Изувеченные тела на земле.
Горящие дома.
Измазанные кровью брошенные детские игрушки.
Рис остановился перед изображением другой женщины со страшной глубокой раной на горле. Пальцы пробежались по лицу и задержались на шее, словно прикрывая рану.
— Вначале григори перерезали горло. Если ирина не может говорить, то и магией воспользоваться не в силах. Их голоса... — Рис заморгал, сдерживая слезы. — Солдаты григори захватили убежища по всему миру. Ирины защитили детей, скольких смогли, но большинство не выжило. Особенно ожесточённо охотились на девочек.

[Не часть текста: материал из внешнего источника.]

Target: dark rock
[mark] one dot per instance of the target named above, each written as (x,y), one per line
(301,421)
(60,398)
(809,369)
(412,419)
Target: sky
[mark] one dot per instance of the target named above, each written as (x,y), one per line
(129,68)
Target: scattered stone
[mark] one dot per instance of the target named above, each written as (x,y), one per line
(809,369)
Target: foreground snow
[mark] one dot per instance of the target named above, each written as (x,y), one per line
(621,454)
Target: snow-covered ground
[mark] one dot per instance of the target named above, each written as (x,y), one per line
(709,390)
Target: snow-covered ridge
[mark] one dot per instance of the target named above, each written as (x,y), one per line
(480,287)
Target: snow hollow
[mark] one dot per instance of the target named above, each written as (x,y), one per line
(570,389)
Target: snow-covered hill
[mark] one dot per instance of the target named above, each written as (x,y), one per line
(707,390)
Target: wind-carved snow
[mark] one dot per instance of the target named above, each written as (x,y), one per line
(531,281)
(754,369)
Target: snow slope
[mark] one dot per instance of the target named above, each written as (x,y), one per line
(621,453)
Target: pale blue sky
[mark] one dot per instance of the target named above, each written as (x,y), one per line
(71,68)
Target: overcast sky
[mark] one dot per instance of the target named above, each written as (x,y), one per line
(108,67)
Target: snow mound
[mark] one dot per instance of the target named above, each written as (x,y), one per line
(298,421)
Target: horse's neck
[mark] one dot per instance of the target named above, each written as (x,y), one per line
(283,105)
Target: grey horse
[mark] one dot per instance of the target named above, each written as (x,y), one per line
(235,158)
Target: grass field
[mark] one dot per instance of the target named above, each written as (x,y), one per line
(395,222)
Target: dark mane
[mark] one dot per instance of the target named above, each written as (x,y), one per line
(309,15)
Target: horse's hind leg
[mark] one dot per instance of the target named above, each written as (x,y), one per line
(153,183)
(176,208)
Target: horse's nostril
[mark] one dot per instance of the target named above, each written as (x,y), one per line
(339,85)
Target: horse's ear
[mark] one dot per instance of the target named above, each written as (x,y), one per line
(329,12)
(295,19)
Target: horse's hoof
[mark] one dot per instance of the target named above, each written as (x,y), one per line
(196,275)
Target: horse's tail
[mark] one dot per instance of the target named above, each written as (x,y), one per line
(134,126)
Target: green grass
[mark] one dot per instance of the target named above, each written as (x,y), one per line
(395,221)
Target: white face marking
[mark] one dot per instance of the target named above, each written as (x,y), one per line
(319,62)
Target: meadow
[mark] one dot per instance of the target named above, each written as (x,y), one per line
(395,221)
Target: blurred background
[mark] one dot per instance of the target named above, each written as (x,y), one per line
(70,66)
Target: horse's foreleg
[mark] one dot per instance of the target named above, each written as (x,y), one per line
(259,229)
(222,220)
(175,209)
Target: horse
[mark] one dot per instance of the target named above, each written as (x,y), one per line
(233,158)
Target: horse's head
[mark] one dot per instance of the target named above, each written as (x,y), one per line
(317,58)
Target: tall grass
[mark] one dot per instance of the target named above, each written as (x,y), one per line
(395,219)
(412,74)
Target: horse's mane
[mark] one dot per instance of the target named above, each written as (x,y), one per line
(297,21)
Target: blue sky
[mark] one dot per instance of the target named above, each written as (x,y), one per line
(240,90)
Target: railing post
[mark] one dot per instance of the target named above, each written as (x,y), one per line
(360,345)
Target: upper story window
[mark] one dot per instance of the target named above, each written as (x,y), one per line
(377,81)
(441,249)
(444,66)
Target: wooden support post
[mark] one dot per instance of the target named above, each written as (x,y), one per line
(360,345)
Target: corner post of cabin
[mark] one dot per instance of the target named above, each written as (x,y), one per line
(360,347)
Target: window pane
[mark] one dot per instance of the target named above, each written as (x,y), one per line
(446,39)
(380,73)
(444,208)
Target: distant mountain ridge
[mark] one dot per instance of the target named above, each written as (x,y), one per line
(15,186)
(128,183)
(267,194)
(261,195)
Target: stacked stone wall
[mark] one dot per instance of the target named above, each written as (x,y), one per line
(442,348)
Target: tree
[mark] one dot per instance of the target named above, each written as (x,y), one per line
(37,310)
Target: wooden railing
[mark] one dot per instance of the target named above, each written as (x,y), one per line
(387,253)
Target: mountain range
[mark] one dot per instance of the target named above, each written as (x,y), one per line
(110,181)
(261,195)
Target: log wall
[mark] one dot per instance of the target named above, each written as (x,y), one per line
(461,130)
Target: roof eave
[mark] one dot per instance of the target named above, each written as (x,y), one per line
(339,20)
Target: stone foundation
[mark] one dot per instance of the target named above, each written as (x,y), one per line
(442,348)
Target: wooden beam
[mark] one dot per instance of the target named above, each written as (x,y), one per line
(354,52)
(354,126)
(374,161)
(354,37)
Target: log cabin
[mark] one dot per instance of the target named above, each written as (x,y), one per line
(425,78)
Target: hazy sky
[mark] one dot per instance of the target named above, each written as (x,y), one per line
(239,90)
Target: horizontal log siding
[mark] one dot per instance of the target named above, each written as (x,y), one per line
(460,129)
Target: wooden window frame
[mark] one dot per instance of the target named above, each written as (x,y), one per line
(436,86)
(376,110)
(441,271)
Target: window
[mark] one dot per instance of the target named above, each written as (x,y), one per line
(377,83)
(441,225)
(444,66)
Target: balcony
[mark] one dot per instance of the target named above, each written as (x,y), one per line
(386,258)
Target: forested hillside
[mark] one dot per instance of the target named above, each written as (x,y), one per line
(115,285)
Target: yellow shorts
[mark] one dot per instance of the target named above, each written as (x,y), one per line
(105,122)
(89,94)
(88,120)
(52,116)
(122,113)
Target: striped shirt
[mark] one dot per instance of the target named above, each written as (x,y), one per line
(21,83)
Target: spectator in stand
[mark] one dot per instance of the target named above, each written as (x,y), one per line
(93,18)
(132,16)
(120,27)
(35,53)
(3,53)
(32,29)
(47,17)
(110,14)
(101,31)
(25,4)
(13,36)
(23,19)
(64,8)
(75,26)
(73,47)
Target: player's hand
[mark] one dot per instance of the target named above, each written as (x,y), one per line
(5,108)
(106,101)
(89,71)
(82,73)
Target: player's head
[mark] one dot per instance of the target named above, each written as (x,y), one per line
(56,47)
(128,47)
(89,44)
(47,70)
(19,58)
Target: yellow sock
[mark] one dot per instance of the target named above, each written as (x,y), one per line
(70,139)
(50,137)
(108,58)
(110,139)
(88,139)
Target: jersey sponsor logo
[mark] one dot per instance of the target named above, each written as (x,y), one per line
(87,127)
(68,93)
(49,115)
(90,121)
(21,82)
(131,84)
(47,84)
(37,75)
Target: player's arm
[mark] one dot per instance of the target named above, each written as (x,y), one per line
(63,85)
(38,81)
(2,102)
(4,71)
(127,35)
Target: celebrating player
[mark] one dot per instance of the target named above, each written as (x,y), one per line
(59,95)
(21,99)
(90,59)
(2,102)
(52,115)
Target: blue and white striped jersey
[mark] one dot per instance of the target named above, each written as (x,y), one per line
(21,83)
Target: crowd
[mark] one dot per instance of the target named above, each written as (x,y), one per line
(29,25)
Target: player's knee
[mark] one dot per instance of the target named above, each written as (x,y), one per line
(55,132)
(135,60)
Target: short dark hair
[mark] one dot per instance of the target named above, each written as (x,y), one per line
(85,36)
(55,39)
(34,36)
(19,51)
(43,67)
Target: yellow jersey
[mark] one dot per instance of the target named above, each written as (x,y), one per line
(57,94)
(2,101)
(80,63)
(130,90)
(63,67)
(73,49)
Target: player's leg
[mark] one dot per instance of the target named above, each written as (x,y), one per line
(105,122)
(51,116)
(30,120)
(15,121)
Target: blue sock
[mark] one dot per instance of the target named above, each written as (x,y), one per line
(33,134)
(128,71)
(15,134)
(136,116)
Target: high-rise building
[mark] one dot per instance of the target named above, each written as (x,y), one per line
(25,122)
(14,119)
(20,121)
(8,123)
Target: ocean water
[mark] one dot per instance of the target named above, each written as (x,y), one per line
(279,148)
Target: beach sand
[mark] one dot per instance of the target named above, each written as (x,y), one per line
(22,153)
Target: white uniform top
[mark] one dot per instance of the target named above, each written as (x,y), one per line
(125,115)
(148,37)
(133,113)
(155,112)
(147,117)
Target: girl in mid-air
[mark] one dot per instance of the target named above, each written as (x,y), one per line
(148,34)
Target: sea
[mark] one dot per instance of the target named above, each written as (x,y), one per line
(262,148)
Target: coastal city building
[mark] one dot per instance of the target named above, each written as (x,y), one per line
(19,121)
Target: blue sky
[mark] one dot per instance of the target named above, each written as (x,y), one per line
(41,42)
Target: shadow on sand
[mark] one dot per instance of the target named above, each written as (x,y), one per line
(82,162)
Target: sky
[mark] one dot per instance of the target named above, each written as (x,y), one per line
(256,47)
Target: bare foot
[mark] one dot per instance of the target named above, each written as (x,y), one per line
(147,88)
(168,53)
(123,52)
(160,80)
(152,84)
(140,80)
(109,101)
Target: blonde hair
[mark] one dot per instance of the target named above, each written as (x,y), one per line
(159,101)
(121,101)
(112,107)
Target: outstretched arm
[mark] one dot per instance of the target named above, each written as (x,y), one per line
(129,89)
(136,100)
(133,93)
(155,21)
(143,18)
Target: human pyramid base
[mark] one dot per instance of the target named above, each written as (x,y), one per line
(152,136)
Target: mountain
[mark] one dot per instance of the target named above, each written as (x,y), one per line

Стремительный вихрь наполнил разум. Ава почти слышала их. Слышала голоса женщин, которых заставили замолчать навсегда. Крики детей перед чудовищной смертью. Ужасная боль начала пульсировать в груди.
— Сколько? — прошептала она.
Рис покачал головой.
— Никто не знает наверняка. Тысячи. Это было скоординированное нападение с целью ослабить нас. Григори знают, что мы на пике силы лишь в паре. И они всегда опасались голосов наших певиц. Они боялись магии, которую не понимали. Поэтому и убили наших женщин. Так много, как только смогли, вместе с большинством детей и мужчин, которые оказались на тот момент в деревнях.
Ава ощутила дрожь в ногах.
— По оценке совета за несколько недель лета 1810 года погибло восемьдесят процентов наших женщин и детей. Численность нашего народа сократилась вдвое. Вот почему мы называем эту трагедию Рассечением.
Дрожь усилилась. Так много ужаса. Потеря… едва ли восполнима.
Они остановились в конце коридора перед гобеленом. На нем была изображена та же пара, что и в книге Малахая. Но вместо объятий, гобелен был разорван посредине, образуя подобие занавеса, который Рис отвёл в сторону.
На стене предстало множество слов на древнем языке.
— Это имена ирин и детей из ближайшей общины, — прошептал Рис. Он указал почти на самый вверх. — Это имя жены Эрвена.
Aвa подавила крик. Сотни имён. Колонка за колонкой. Некоторые гладкие на ощупь. Другие острые и неровные, словно камень все ещё хранил двухсотлетний гнев.
Ярость клокотала в груди наравне с едва понятным безысходным горем. Слова застряли в горле. Руки сжались в кулаки. Ногти до крови впились в кожу. Ава страдала от бессилия. Ее душила боль. Горе Риса. Горе в душе каждого книжника, которого она повстречала. Содрогаясь всем телом, Ава поняла, что рыдает, но слез казалось не достаточно.